(Bloomberg) -- Venezuela’s political opposition denounced plans by Corporacion Andina de Fomento’s to buy back some of the country’s shares in the regional development bank, hoping to reduce its exposure to the crisis-mired nation following years of payment delays.
CAF, as the lender is known, has given Venezuela six months to sell 20% its B shares, worth about $170 million, according to opposition lawmaker Angel Alvarado who spoke in an interview. A CAF press official didn’t respond to multiple requests for comment.
“This has to do with CAF running its business solely based on returns,” Alvarado said. “There has to be an ethical component, of understanding Venezuela’s situation, and its future need for organizations like CAF to reconstruct the country.”
The sale would reduce the bank’s exposure to Venezuela, which reached $3.6 billion last year, that’s been a factor in compromising its own credit profile. CAF has repeatedly avoided a default on part of Venezuela by granting it several debt rollovers that have helped it prop up its credit rating.
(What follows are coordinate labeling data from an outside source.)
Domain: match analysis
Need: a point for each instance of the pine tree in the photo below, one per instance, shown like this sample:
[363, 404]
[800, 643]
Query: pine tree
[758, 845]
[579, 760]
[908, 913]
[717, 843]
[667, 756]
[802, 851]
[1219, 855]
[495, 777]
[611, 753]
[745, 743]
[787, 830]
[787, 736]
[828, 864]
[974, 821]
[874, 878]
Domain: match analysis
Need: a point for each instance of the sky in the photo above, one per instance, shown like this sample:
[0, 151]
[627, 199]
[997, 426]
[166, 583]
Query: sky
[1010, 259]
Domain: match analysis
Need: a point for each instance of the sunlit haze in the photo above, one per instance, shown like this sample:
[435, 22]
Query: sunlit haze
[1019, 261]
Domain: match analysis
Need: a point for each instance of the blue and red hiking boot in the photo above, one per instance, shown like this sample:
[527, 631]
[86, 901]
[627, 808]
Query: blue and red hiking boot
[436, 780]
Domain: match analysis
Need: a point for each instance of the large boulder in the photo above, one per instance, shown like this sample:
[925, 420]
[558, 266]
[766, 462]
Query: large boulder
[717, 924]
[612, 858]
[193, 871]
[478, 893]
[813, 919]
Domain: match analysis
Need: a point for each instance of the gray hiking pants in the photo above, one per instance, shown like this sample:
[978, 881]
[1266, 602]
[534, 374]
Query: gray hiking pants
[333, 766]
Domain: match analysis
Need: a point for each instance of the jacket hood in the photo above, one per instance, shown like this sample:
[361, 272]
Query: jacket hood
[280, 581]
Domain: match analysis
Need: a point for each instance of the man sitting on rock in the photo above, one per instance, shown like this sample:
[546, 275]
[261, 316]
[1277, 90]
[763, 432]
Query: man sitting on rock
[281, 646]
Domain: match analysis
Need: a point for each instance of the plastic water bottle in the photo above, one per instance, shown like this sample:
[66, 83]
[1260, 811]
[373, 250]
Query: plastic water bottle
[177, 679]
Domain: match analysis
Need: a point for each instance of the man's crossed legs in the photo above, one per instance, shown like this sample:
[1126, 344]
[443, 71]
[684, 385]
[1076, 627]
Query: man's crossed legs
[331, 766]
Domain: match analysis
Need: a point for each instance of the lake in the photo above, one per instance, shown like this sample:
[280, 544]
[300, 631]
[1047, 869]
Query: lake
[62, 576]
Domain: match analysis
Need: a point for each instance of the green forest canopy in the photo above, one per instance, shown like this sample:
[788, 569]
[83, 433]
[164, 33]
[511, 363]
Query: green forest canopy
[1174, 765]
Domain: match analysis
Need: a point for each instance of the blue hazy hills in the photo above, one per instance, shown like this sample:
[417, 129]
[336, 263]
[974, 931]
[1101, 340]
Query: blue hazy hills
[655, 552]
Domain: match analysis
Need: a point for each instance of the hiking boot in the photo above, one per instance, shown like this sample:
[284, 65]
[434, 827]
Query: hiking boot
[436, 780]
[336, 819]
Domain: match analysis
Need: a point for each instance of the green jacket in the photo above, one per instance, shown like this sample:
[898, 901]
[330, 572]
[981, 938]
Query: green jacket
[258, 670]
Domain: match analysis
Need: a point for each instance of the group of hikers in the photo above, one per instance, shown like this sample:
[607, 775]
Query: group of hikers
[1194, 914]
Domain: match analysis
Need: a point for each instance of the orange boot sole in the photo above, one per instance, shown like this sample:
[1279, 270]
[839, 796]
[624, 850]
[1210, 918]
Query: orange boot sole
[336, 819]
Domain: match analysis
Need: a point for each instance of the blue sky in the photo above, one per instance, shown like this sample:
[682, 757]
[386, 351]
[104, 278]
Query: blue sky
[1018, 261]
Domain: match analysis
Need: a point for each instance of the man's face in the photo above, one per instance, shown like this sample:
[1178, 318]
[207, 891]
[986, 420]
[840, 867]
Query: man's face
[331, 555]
The beleaguered South American nation is in its seventh year of economic contraction, led by a collapse in oil prices, years of failed policies and rampant corruption. Venezuela’s debt payment is also complicated by its precarious political situation after more than 50 countries recognized Juan Guaido as president last year, citing irregularities surrounding Nicolas Maduro’s re-election in 2018.
A final $500 million extension granted in December of 2018 was widely criticized by the country’s opposition as fraudulent since it wasn’t authorized by the Venezuela’s National Assembly.
Venezuela’s payment delays on its obligations led to a downgrade by Fitch Ratings on CAF’s IDRs to A+ from AA- in January, citing the bank’s credit profile as “deteriorating.”